But the unemployment rate and job growth are inadequate measures. Adding people who can only get part-time work or have given up looking, for example, nearly doubles the unemployment rate of 5.5%.
Some of the rate’s recent improvement is due to boomers swelling the retirement ranks. Workforce participation – the share of people 16 or older who are working or looking for work – has dropped from 66% to under 63% since 2008.
Analysts — and the journalists who cover them — focus largely on the two headline numbers because they move markets. Here are other yardsticks to help you get the full story:
- Gallup’s payroll-to-population rate. It counts adults working at least 30 hours a week for an employer and divides them by the population. March: 44.1%, the highest for that month since tracking began in 2010. This omits some part-timers and all self-employed workers, but it’s broader than official measures and unaffected by most changes in the makeup of the workforce.
- Welch Consulting, an economic research firm, produces an index of full-time equivalent workers, which washes out changes in the size and age of the population. March: 98.3, unchanged from February but up 1.1% from a year earlier. It was launched at 100 in 2004. The index also shows that women have recouped recession job losses but men remain 3% shy of that mark.
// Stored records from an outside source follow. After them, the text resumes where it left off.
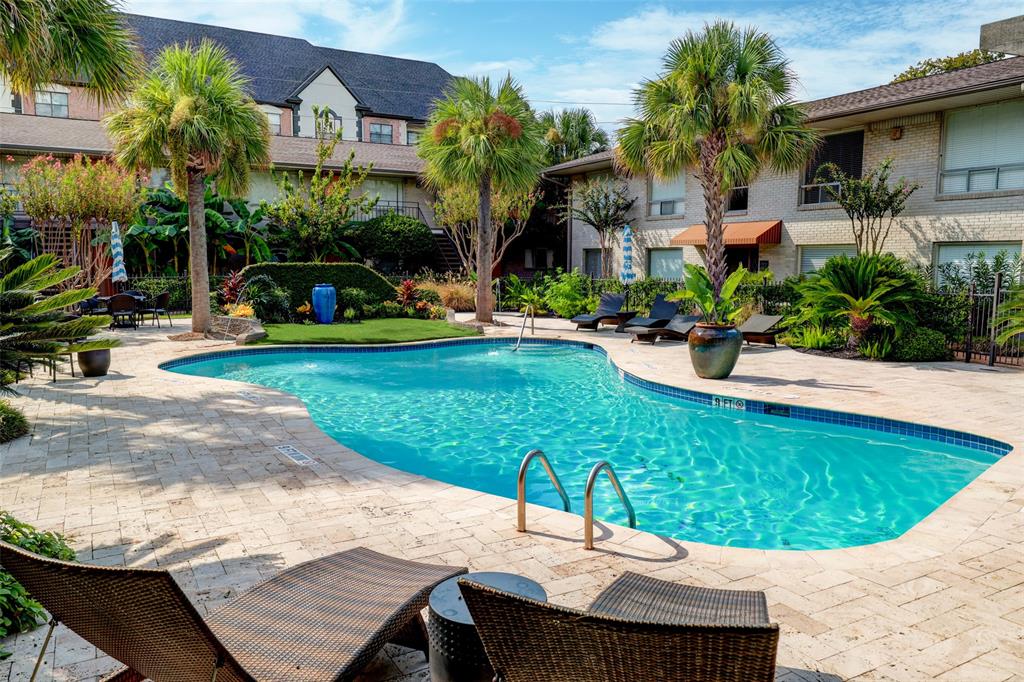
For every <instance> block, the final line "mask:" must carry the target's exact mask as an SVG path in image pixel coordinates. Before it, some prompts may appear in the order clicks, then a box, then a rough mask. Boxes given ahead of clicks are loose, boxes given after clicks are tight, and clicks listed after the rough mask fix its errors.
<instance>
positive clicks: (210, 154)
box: [106, 41, 270, 332]
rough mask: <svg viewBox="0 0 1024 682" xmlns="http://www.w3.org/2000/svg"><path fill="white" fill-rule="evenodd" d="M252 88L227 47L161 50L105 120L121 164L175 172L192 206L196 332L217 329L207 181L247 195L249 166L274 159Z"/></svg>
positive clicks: (191, 268)
mask: <svg viewBox="0 0 1024 682" xmlns="http://www.w3.org/2000/svg"><path fill="white" fill-rule="evenodd" d="M248 86H249V81H248V79H246V78H245V77H244V76H242V74H241V73H240V71H239V66H238V63H236V62H234V61H233V60H232V59H230V58H229V57H228V56H227V51H226V50H225V49H224V48H223V47H220V46H218V45H215V44H214V43H212V42H209V41H203V42H202V43H201V44H200V46H199V47H198V48H196V47H193V46H191V45H184V46H181V45H174V46H172V47H168V48H166V49H165V50H164V51H163V52H161V53H160V55H159V56H158V57H157V61H156V66H155V67H154V69H153V71H152V72H151V73H150V74H148V75H147V76H146V77H145V78H144V79H143V81H142V83H141V84H140V85H139V86H138V88H137V89H136V90H135V92H134V93H133V94H132V96H131V99H130V101H129V102H128V104H127V106H126V108H125V109H123V110H121V111H119V112H117V113H115V114H113V115H111V116H110V117H108V119H106V128H108V130H109V132H110V134H111V137H112V138H113V139H114V145H115V154H116V156H117V158H118V161H120V162H121V163H122V164H124V165H125V166H127V167H129V168H142V169H148V168H161V167H165V168H170V169H171V182H172V185H173V187H174V191H175V193H177V195H178V196H179V197H180V198H182V199H184V200H185V201H186V202H188V245H189V249H188V250H189V258H188V261H189V271H190V274H191V294H193V331H194V332H205V331H206V329H207V327H209V324H210V276H209V270H208V267H207V246H206V211H205V209H206V207H205V195H206V182H207V180H211V181H213V182H214V183H215V184H216V189H217V191H218V193H220V194H222V195H224V196H227V197H244V196H246V195H247V194H249V170H250V168H252V167H254V166H256V167H260V166H265V165H266V164H267V161H268V147H269V144H270V137H269V129H268V127H267V121H266V116H265V115H264V114H263V112H261V111H260V109H259V106H257V105H256V102H255V101H253V99H252V97H251V96H250V95H249V94H248V92H247V88H248Z"/></svg>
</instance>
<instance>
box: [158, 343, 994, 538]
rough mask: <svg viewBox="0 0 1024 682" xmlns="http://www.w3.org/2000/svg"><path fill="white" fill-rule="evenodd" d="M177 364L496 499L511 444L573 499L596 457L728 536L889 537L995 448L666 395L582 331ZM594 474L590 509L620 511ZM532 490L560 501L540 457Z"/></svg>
mask: <svg viewBox="0 0 1024 682" xmlns="http://www.w3.org/2000/svg"><path fill="white" fill-rule="evenodd" d="M173 371H174V372H178V373H181V374H187V375H198V376H204V377H219V378H222V379H231V380H236V381H242V382H249V383H252V384H259V385H263V386H269V387H272V388H276V389H281V390H285V391H288V392H290V393H293V394H295V395H297V396H298V397H300V398H301V399H302V400H303V401H304V402H305V403H306V406H307V407H308V409H309V413H310V415H311V416H312V418H313V420H314V421H315V422H316V424H317V425H318V426H319V427H321V428H322V429H324V431H326V432H327V433H329V434H330V435H331V436H333V437H334V438H336V439H337V440H338V441H340V442H342V443H344V444H345V445H348V446H349V447H351V449H353V450H355V451H356V452H358V453H360V454H362V455H366V456H367V457H370V458H372V459H374V460H377V461H378V462H381V463H384V464H387V465H390V466H393V467H395V468H398V469H401V470H403V471H410V472H413V473H417V474H422V475H424V476H428V477H430V478H434V479H438V480H442V481H446V482H450V483H455V484H458V485H462V486H466V487H471V488H474V489H478V491H483V492H486V493H493V494H496V495H501V496H504V497H507V498H513V499H514V498H515V479H516V471H517V469H518V466H519V462H520V461H521V459H522V456H523V455H524V454H525V453H526V452H527V451H529V450H531V449H534V447H542V449H543V450H544V451H545V453H546V454H547V455H548V457H549V458H550V460H551V462H552V465H553V466H554V468H555V470H556V471H557V472H558V474H559V476H560V477H561V479H562V481H563V483H564V484H565V487H566V491H567V492H568V495H569V497H570V499H571V500H572V505H573V511H574V512H578V513H581V512H582V510H583V492H584V484H585V482H586V479H587V474H588V472H589V470H590V468H591V466H593V464H594V462H596V461H597V460H601V459H606V460H608V461H609V462H611V463H612V465H613V466H614V468H615V471H616V472H617V473H618V475H620V477H621V478H622V480H623V484H624V486H625V488H626V491H627V492H628V494H629V495H630V498H631V499H632V501H633V504H634V506H635V507H636V513H637V525H638V527H639V528H641V529H644V530H649V531H652V532H656V534H662V535H665V536H670V537H673V538H676V539H679V540H684V541H697V542H702V543H711V544H716V545H729V546H734V547H752V548H761V549H800V550H808V549H827V548H840V547H850V546H855V545H864V544H868V543H874V542H880V541H884V540H889V539H892V538H896V537H897V536H899V535H901V534H902V532H904V531H905V530H907V529H908V528H910V527H911V526H912V525H914V524H915V523H916V522H918V521H920V520H921V519H922V518H924V517H925V516H926V515H928V514H929V513H930V512H932V511H933V510H934V509H935V508H936V507H938V506H939V505H941V504H942V503H943V502H944V501H945V500H947V499H948V498H949V497H951V496H952V495H953V494H954V493H956V492H957V491H958V489H961V488H962V487H964V486H965V485H966V484H968V483H969V482H970V481H971V480H973V479H974V478H975V477H976V476H977V475H978V474H979V473H981V472H982V471H984V470H985V469H986V468H987V467H988V466H989V465H991V464H992V463H993V462H995V461H996V460H997V459H998V455H997V454H993V453H988V452H982V451H981V450H978V449H975V447H968V446H963V445H957V444H951V443H946V442H939V441H935V440H928V439H925V438H922V437H913V436H908V435H898V434H896V433H886V432H883V431H876V430H869V429H866V428H859V427H852V426H843V425H838V424H824V423H814V422H809V421H804V420H799V419H792V418H786V417H777V416H770V415H758V414H751V413H750V412H736V411H732V410H722V409H714V408H712V407H709V406H702V404H698V403H696V402H692V401H687V400H682V399H680V398H678V397H675V396H668V395H662V394H658V393H655V392H653V391H650V390H647V389H645V388H641V387H639V386H636V385H633V384H632V383H630V382H627V381H625V380H624V379H623V377H622V376H621V374H620V373H618V372H617V371H616V370H615V368H614V366H613V365H611V364H610V363H609V361H608V359H607V358H606V357H605V356H604V355H603V354H602V353H599V352H595V351H594V350H592V349H589V348H586V347H580V346H567V345H524V346H523V347H522V348H521V349H520V351H519V352H512V350H511V347H510V346H509V345H505V344H497V345H496V344H455V345H445V346H437V347H419V348H416V349H402V350H400V351H396V352H295V351H294V350H293V351H292V352H262V353H259V354H240V355H233V356H231V355H222V356H219V357H213V358H210V359H201V360H199V361H193V360H189V361H188V364H183V365H178V366H175V367H173ZM606 483H607V481H605V480H603V479H602V480H601V482H600V484H599V491H598V494H597V495H596V496H595V514H596V516H597V517H598V518H601V519H605V520H608V521H612V522H616V523H623V524H625V523H626V516H625V512H624V511H623V509H622V507H621V506H620V505H618V504H617V501H616V500H615V499H614V497H613V494H612V492H611V489H610V486H609V485H607V484H606ZM527 499H528V500H529V501H530V502H536V503H539V504H543V505H547V506H550V507H555V508H560V507H561V503H560V501H559V498H558V496H557V495H556V494H555V493H554V491H553V489H552V487H551V484H550V482H548V481H547V478H546V477H545V476H544V474H543V472H542V471H541V469H540V467H538V469H537V470H532V471H531V472H530V476H529V479H528V485H527Z"/></svg>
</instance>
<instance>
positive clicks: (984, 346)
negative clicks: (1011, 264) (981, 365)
mask: <svg viewBox="0 0 1024 682" xmlns="http://www.w3.org/2000/svg"><path fill="white" fill-rule="evenodd" d="M945 295H949V296H954V295H957V294H945ZM958 295H959V296H965V298H966V301H965V305H966V306H967V319H966V322H965V324H964V333H963V338H962V339H952V340H950V342H949V348H950V350H952V351H953V354H954V356H955V357H956V358H958V359H963V360H964V361H965V363H985V364H987V365H988V366H989V367H992V366H994V365H1006V366H1009V367H1024V334H1017V335H1015V336H1012V337H1010V338H1009V339H1007V340H1006V341H1005V342H1004V343H999V342H998V341H997V340H996V339H997V337H998V336H999V333H1000V332H1001V331H1002V324H1000V323H999V310H1000V309H1001V308H1002V306H1004V305H1005V304H1006V302H1007V301H1008V300H1009V299H1010V296H1011V291H1010V290H1009V289H1007V288H1005V287H1004V286H1002V273H1001V272H997V273H996V275H995V286H994V288H993V290H992V291H989V292H979V291H976V290H975V286H974V285H973V284H972V285H971V288H970V290H969V291H968V292H967V294H966V295H965V294H958Z"/></svg>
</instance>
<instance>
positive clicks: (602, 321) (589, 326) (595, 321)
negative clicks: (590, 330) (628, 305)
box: [569, 293, 626, 329]
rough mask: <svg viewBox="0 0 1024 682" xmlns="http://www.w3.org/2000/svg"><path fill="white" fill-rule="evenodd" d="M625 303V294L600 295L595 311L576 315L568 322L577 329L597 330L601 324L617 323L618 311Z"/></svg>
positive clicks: (622, 307) (617, 317)
mask: <svg viewBox="0 0 1024 682" xmlns="http://www.w3.org/2000/svg"><path fill="white" fill-rule="evenodd" d="M624 303H626V294H611V293H604V294H601V302H600V303H598V305H597V310H595V311H594V312H593V313H591V314H584V315H577V316H575V317H573V318H572V319H570V321H569V322H572V323H575V326H577V329H597V326H598V325H600V324H601V323H602V322H608V321H610V322H613V323H617V322H618V311H620V310H622V309H623V304H624Z"/></svg>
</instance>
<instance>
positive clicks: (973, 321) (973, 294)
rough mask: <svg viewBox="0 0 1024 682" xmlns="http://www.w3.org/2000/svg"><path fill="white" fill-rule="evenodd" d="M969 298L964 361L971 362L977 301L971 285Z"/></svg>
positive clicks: (967, 313) (973, 339)
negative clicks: (974, 320) (976, 304)
mask: <svg viewBox="0 0 1024 682" xmlns="http://www.w3.org/2000/svg"><path fill="white" fill-rule="evenodd" d="M967 297H968V308H967V338H966V339H964V361H965V363H970V361H971V351H972V350H973V349H974V348H973V346H974V306H975V301H976V300H977V299H976V298H975V286H974V283H973V282H972V283H971V288H970V289H968V292H967Z"/></svg>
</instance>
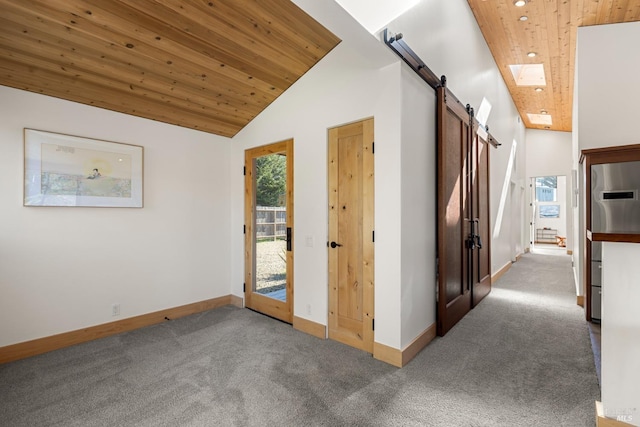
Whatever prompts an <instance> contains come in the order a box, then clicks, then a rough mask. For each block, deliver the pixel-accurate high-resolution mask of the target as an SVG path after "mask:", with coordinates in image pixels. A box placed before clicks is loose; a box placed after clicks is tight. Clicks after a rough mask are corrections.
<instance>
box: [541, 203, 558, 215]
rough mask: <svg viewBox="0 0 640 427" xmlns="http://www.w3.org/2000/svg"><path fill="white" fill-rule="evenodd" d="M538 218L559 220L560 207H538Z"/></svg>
mask: <svg viewBox="0 0 640 427" xmlns="http://www.w3.org/2000/svg"><path fill="white" fill-rule="evenodd" d="M540 218H560V205H540Z"/></svg>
- Turnover. The Bureau of Labor Statistics’ March report is due next Tuesday. The Job Openings and Labor Turnover Survey shows how many jobs are open and how many workers were hired, laid off, fired or quit. The latter is considered an acid test of workers’ confidence. Federal Reserve Chair Janet Yellen has said she follows it closely. In February, quits hit 1.6%, up from 1.4% a year earlier. The survey showed 5.1 million openings or 3.5%, up from 2.9% a year earlier. Calculated Risk blog offers details.